When I went there, I was astonished how “European” the city is. The city center appeared as a mixture between Dutch and English architecture – just with a pleasant climate and in an awesome location. Is it just distant destination for people who look for something familiar? Coming from the airport one already notices enormous slum areas alongside the highway. On the basis of the South African history they are called Townships. Indeed, these townships are rather the rule than the exception and have, as a whole, far more inhabitants than the European looking touristy city center itself.

Just black and white?

Langa is Cape Town’s oldest township and was founded in 1927. It is situated very close to the city center. Due to the overwhelming overpopulation many other townships were created in the following years. Nyanga, Gugulethu, Crossroads, Mitchells Plain (just for Coloureds) and Khayelitsha. To get an impression of the dimensions, just the latter one is inhabited by around 400.000 people. Accompanied by a local, I had the opportunity to visit the township of Langa. All the pictures you see here have been taken there at the end of April 2017. Undoubtedly, not every pauper lives in a Township – and not every resident of a township is poor. Nevertheless, in the whole area of Langa Township, with a population of more than 50.000 people, there lives only one single white person.

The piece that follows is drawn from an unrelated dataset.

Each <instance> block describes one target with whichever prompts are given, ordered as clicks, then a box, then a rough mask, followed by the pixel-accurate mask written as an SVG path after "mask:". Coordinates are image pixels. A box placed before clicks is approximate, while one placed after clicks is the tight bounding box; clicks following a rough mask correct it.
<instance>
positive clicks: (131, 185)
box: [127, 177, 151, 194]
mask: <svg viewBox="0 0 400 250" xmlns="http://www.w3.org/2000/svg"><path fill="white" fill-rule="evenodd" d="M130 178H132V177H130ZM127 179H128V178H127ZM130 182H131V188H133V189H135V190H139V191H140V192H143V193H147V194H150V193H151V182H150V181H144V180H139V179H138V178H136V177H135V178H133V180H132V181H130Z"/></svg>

There may have been enormous improvements since the end of Apartheid in 1994. For outsiders it is certainly difficult to judge about the life conditions of those people. Anyway, there is still a lot of work to do as many people live in precarious conditions.  Every single person living in a situation of extreme poverty today is one too many.

What does all this tell me?

This is not the place to discuss about a Western style idea of material development and progress, but the idea of equal life opportunities is something many people in Langa have probably never heard of. Cape Town again made me aware of the fact, that the place and the conditions where you are born and where you grow up still are the most important determinants of your life.